Changelog

vUnreleased (2026-06-11)

No significant changes.

v0.2.0 (2026-06-11)

Features - 0.2.0

  • Add a WHATWG-conformant HTML tokenizer: turbohtml.tokenize() for whole strings, the streaming turbohtml.Tokenizer, and the turbohtml.Token / turbohtml.TokenType types. The C state machine is validated against the html5lib-tests tokenizer conformance suite and bulk-scans text runs the way html5ever does. (#6)

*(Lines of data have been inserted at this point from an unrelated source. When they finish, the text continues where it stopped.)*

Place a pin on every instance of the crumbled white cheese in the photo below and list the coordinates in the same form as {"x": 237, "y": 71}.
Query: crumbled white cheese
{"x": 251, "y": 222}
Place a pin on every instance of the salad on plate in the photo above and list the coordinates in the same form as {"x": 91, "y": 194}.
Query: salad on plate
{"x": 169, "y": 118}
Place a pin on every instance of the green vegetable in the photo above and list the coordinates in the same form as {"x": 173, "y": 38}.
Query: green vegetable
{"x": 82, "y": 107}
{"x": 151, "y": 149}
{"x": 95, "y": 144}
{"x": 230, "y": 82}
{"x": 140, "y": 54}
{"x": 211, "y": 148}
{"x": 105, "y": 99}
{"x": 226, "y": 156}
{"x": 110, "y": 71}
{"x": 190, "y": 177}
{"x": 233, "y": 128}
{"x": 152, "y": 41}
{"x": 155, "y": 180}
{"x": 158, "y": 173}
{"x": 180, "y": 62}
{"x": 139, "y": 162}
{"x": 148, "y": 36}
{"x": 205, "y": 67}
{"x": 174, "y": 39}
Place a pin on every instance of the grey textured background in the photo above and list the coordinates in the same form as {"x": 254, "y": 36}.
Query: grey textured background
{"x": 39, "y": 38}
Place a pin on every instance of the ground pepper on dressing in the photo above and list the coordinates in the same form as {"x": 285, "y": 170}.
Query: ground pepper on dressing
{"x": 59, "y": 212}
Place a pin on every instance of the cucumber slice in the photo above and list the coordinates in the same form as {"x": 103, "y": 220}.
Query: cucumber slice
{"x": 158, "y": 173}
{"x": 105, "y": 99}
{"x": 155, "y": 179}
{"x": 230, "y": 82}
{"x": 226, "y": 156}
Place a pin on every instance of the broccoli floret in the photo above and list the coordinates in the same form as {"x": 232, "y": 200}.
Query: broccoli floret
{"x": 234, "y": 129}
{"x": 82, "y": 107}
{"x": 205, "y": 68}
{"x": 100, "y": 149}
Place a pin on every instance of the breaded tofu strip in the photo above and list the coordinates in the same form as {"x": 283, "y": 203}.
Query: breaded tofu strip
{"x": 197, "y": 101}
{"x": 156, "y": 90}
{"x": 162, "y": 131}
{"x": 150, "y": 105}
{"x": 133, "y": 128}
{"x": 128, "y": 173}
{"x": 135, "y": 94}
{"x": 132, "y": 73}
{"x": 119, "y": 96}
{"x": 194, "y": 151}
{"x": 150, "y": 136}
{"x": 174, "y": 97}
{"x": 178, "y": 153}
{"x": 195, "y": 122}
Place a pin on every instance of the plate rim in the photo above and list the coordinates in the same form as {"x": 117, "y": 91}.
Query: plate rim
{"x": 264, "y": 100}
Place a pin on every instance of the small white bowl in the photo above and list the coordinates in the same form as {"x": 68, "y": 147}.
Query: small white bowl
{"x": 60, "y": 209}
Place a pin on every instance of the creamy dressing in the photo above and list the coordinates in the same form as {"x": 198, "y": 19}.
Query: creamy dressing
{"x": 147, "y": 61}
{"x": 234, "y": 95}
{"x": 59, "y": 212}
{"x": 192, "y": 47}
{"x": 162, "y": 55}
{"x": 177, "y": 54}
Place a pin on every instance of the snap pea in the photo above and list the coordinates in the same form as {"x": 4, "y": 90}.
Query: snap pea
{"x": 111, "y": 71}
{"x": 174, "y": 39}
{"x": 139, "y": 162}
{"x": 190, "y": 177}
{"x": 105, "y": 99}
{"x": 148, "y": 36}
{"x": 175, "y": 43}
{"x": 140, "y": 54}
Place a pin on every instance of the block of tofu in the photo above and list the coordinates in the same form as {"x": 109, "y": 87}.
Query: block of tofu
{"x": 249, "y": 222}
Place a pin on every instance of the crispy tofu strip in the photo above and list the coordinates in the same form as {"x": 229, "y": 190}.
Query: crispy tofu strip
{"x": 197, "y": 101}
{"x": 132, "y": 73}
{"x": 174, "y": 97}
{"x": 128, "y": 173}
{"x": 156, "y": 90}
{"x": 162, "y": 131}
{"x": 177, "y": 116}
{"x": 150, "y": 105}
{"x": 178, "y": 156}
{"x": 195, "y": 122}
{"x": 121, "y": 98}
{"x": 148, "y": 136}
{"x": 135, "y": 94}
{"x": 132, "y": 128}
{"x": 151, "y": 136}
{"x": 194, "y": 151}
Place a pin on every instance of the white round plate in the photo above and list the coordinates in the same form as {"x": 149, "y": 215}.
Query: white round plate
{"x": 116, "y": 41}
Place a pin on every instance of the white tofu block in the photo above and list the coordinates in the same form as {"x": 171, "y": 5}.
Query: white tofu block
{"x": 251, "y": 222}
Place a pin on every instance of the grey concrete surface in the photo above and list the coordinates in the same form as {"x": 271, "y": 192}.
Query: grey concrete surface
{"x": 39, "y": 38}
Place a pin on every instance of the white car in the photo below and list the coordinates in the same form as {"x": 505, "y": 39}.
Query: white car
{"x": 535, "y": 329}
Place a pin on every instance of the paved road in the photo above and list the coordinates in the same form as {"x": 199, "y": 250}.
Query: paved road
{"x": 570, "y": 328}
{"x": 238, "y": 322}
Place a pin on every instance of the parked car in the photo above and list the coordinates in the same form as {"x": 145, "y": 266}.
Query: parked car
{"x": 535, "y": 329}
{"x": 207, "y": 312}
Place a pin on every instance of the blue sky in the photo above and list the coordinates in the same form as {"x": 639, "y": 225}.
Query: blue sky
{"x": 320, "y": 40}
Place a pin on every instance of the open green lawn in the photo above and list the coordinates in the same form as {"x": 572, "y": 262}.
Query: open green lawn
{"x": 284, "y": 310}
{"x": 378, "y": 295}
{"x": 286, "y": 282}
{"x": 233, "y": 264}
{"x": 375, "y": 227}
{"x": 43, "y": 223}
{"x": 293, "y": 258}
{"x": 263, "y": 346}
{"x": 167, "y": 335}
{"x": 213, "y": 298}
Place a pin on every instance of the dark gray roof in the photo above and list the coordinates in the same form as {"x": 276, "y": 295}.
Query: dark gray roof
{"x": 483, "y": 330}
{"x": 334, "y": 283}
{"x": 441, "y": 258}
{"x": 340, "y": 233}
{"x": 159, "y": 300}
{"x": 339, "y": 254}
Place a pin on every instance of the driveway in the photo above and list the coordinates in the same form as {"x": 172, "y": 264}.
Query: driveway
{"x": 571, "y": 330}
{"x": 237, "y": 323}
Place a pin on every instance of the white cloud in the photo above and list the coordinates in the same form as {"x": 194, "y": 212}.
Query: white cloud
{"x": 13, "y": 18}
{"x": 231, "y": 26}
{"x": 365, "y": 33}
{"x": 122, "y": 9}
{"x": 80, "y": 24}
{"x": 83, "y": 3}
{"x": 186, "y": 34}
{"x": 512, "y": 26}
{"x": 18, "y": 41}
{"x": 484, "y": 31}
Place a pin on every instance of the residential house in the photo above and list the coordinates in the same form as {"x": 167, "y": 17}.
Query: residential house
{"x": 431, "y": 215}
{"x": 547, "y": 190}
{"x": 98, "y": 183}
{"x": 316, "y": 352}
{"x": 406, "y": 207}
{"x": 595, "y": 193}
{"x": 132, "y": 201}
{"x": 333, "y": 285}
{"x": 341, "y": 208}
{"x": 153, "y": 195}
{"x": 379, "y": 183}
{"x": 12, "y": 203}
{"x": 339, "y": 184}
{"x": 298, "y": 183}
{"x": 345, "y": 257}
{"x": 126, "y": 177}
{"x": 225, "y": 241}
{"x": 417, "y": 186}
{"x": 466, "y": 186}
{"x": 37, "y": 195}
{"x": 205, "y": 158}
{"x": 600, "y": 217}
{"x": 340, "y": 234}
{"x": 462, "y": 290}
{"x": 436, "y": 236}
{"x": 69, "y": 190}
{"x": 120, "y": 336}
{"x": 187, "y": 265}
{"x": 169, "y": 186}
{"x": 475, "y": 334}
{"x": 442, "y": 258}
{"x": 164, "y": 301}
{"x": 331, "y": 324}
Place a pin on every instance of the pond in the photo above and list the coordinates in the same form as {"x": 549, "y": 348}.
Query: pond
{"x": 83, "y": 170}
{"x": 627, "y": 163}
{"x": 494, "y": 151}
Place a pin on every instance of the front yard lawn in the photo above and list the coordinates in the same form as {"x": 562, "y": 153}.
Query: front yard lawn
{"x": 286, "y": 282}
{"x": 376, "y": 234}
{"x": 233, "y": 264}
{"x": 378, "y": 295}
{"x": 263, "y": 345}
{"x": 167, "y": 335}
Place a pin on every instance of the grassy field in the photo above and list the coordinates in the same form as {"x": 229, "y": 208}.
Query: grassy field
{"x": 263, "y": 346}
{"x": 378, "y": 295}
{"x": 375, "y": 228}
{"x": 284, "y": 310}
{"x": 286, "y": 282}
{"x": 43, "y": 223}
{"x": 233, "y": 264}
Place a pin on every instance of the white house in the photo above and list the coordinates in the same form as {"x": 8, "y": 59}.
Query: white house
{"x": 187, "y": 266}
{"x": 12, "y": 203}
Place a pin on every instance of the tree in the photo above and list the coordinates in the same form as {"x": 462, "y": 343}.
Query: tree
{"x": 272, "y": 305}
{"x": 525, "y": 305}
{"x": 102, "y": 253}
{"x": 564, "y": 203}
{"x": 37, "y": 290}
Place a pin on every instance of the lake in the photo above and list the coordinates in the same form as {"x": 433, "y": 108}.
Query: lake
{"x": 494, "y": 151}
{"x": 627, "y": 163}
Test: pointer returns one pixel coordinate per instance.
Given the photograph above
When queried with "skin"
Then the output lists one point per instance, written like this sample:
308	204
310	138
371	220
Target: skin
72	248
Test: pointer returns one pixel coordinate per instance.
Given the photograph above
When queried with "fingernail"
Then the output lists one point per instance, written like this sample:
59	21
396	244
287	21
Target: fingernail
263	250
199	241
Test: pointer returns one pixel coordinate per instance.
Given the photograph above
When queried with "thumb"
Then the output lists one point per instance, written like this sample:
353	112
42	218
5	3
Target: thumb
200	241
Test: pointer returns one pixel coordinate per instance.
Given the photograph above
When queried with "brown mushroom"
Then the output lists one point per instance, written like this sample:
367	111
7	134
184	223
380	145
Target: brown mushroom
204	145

  • Speed up escape and unescape across the board. escape: one-byte strings are classified sixteen bytes at a time with NEON / SSE2 (a SWAR word elsewhere) — on NEON a single low-nibble table lookup matches all five specials at once — the sizing pass accumulates growth branchlessly, the writing pass copies clean stretches wholesale and rewrites only the positions a match bitmask singles out, and UCS-2 / UCS-4 text is probed for all special characters in a single SWAR pass instead of one PyUnicode_FindChar sweep per character (UCS-4 with a four-lane NEON vector). unescape: the scan hops between & occurrences and bulk-copies the clean spans instead of funnelling every character through a per-code-point emit, output staging stays at the input’s width until a reference actually widens it, and the entities html.escape emits resolve with one comparison instead of the full binary search — unescaping escaped real HTML runs about three times faster than via the general lookup path alone. The benchmark now uses pyperf with multi-MiB real documents referenced as pinned git submodules under tools/bench-data - by @gaborbernat. (#7)

v0.1.1 (2026-06-09)

Packaging updates - 0.1.1

  • Publish each wheel artifact in its own job so PEP 740 attestations finish within the Sigstore signing identity’s lifetime, fixing the sigstore.oidc.ExpiredIdentity failure that blocked the first PyPI upload - by @gaborbernat. (#4)

v0.1.0 (2026-06-09)

Features - 0.1.0

Improved documentation - 0.1.0

  • Document the measured escape/unescape speedups over the standard library in the README and the docs, add a reproducible benchmark behind tox -e bench, and give the API reference typed signatures with intersphinx links - by @gaborbernat. (#2)

Miscellaneous internal changes - 0.1.0

  • Automate releases the tox-dev way: git-tag-derived versioning, a towncrier-managed changelog, and a manual prepare-release workflow that tags and triggers the trusted-publishing wheel build - by @gaborbernat. (#1)